It was a necessary step in trying to pry information from two members of former President Donald Trump’s inner circle who were closely aligned with him as he tried to overturn his 2020 election loss.
Navarro served as a trade adviser during the Trump administration, and Scavino served as White House deputy chief of staff. Both men have stonewalled the committee, citing potential “executive privilege” claims made by Trump. But Trump is obviously not the president, has no authority to make those claims and, in fact, hasn’t made those claims in either man’s case.
The committee has every reason to want their testimony. The two were involved in — and likely have damning details about — Trump’s effort to keep himself in power.
As Democratic Rep. Jamie Raskin, a member of the Jan. 6 committee, explained during the panel's vote, "privilege does not apply to private political business — much less to criminal activity like conducting coups or insurrections against the government."
It can be hard to keep up with the rampant misconduct that occurred under the Trump regime, but Navarro and Scavino are two key figures to know.
Navarro has openly shared details of his and other Trump officials’ plot to prevent certification of the 2020 election results, a plan they termed the “Green Bay Sweep.”
Scavino helped manage Trump’s social media accounts, which were frequent sources of election-related disinformation before Trump was booted off of platforms such as Facebook and Twitter following the Capitol riot.
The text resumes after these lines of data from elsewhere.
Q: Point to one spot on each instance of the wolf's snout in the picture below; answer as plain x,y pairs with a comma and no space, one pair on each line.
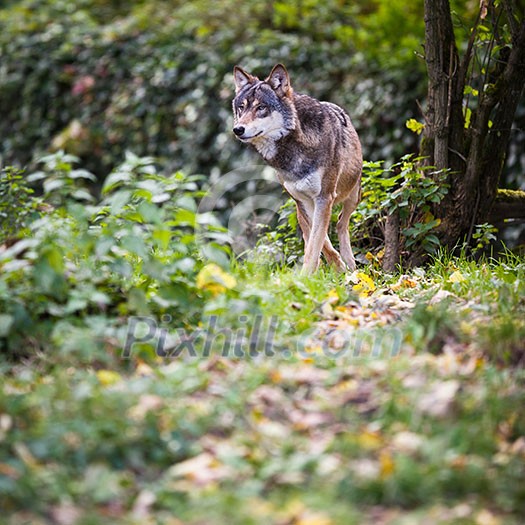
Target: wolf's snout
239,130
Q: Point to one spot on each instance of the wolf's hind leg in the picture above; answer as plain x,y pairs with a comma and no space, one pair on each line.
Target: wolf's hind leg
342,230
331,254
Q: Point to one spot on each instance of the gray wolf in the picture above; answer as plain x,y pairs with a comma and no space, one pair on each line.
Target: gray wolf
315,150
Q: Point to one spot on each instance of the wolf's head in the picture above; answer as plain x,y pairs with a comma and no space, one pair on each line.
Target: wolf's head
263,110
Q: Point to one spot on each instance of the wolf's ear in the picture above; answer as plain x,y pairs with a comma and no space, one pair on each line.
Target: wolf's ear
242,78
279,80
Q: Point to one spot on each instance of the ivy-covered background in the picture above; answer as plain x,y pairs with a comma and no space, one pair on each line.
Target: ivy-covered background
97,78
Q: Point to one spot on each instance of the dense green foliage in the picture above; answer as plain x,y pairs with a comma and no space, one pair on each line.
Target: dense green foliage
366,394
99,78
148,374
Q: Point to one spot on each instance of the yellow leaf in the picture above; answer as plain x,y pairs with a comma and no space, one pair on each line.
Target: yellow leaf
403,282
365,286
214,279
415,126
456,277
108,377
369,440
333,296
387,464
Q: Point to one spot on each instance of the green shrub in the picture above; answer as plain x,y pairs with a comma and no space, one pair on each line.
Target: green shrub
137,251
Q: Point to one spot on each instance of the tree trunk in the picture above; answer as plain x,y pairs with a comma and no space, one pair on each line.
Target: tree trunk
474,156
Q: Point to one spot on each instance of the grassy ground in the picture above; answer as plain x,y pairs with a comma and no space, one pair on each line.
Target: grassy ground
365,398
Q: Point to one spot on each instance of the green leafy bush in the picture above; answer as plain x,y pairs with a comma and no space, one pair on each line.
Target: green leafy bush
137,251
97,79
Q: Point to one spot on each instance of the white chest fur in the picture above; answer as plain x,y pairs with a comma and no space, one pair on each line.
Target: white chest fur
308,187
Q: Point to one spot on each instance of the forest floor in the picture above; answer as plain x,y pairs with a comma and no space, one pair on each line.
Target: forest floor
357,399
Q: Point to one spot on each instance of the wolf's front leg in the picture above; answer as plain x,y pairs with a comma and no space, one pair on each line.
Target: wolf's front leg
318,233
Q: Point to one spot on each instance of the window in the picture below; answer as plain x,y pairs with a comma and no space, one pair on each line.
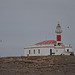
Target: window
34,51
29,52
38,51
67,50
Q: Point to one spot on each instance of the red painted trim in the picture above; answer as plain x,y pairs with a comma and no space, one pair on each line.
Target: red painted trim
58,37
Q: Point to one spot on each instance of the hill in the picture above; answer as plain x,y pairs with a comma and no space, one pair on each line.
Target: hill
38,65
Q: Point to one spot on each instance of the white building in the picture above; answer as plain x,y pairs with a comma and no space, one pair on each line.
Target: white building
49,47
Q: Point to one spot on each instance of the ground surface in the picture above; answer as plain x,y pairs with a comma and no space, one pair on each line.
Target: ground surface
45,65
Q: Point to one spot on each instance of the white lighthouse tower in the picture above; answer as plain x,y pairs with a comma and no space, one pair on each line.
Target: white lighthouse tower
58,36
49,47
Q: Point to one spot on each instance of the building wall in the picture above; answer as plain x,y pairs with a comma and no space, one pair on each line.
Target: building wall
45,50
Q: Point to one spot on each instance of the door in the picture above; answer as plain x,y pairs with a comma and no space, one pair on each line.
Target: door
50,51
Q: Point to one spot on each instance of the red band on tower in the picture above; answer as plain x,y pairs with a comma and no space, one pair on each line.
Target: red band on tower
58,37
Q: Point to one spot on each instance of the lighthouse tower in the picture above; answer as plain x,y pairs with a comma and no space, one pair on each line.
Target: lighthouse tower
58,36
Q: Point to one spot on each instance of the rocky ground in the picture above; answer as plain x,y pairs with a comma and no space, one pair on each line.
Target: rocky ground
41,65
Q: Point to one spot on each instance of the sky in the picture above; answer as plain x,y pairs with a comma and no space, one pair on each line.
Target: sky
27,22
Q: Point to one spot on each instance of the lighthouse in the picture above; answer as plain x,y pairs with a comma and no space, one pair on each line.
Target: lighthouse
49,47
58,36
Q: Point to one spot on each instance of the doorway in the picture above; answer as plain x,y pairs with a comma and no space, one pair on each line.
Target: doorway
50,51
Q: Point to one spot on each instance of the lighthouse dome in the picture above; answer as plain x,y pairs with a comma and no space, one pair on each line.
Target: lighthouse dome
47,42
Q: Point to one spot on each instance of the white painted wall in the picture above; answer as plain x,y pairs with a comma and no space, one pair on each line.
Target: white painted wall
45,50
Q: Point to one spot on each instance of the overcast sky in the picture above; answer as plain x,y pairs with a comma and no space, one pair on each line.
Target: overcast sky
27,22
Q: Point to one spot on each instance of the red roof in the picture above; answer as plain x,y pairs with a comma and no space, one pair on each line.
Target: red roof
58,25
47,42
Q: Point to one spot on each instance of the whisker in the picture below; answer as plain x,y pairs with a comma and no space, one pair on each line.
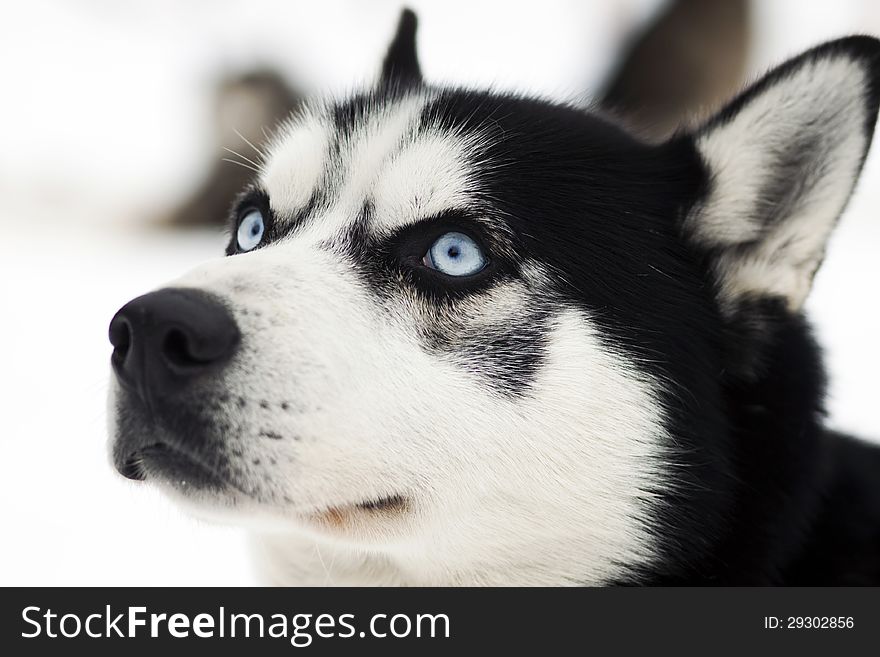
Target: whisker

The Jan. 6 committee has accused Scavino of “spreading false information via social media regarding alleged election fraud and recruiting a crowd to Washington for the events of January 6th.”
Just hours before the committee voted in favor of contempt charges against Navarro and Scavino, a judge said it was “obvious” that Trump's scheme to overturn the election was illegal. That ruling ordered right-wing lawyer John Eastman, who helped hatch the plot, to turn over documents sought by the Jan. 6 committee.
Navarro and Scavino should have looked at that ruling with concern. Their justification for withholding information from the committee is no stronger than Eastman’s.